One such area is the conversion of paper documents to a digital format. This is generally referred to as ‘document scanning,’ though there are several terms that mean (almost) the same thing. While it’s true that Microsoft Office has a rudimentary ability to scan documents and even perform Optical Character Recognition (OCR) on images to convert them to text, it isn’t well-suited for much more than a single document at a time. There are also a large number of ‘scan to PDF’ programs available in the marketplace, most are inexpensive, or even included with scanners and multi-function devices with scanning capabilities. Most of them do a good job of taking the output of a scanning device and saving it in a digital format that can be archived in an electronic file repository like SharePoint. These are often referred to as ‘basic scanning solutions.’

But what if you have to process more than a few documents at a time? What if you have a large collection of paper archives that you want to migrate into your powerful new SharePoint document libraries? Scanning documents one-at-a-time, saving them to SharePoint manually and indexing (or tagging) them individually can become a time-consuming (and therefore expensive) proposition.

Enter ‘Advanced Capture with Automatic Data Extraction’ solutions. Products that fall into this category offer far more than basic scanning capabilities. Such solutions can process the basic scanned image and apply OCR to turn the image into searchable text, but that’s only the beginning. From there, the best products of this type can interpret the image, apply rules-based search-and-replace and data lookup functions, and actually extract relevant data from the image. This information can be used to intelligently determine where each individual document starts and ends, when a stack of paper is scanned. Such solutions can figure out what the document is and where to put it in the repository, based on the extracted data. It can even assign index attributes (aka metadata) to each document as is it loaded into the appropriate SharePoint site/library/folder, automatically. Add to that the ability to interpret bar codes, marks such as checked boxes and ‘scan-tron’ bubbles and even handwriting recognition, and you have a powerful way to process large numbers of pages with little to no human intervention required.

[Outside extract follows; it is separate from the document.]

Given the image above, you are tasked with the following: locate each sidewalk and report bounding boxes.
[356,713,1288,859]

SWC has had the opportunity to work with ‘advanced capture solutions’ from several vendors. Some can be quite expensive, but they also add far more than capture capabilities to SharePoint’s base functionality. We have found that the PSI:Capture suite of products from PSIGEN Software offers industry-leading advanced capture capabilities, for a price that is very attractive to SWC’s typical mid-market customers. PSI:Capture is focused exclusively on providing a ‘swiss army knife’ of document scanning and capture features and functionality, for a fraction of the price of its competitors.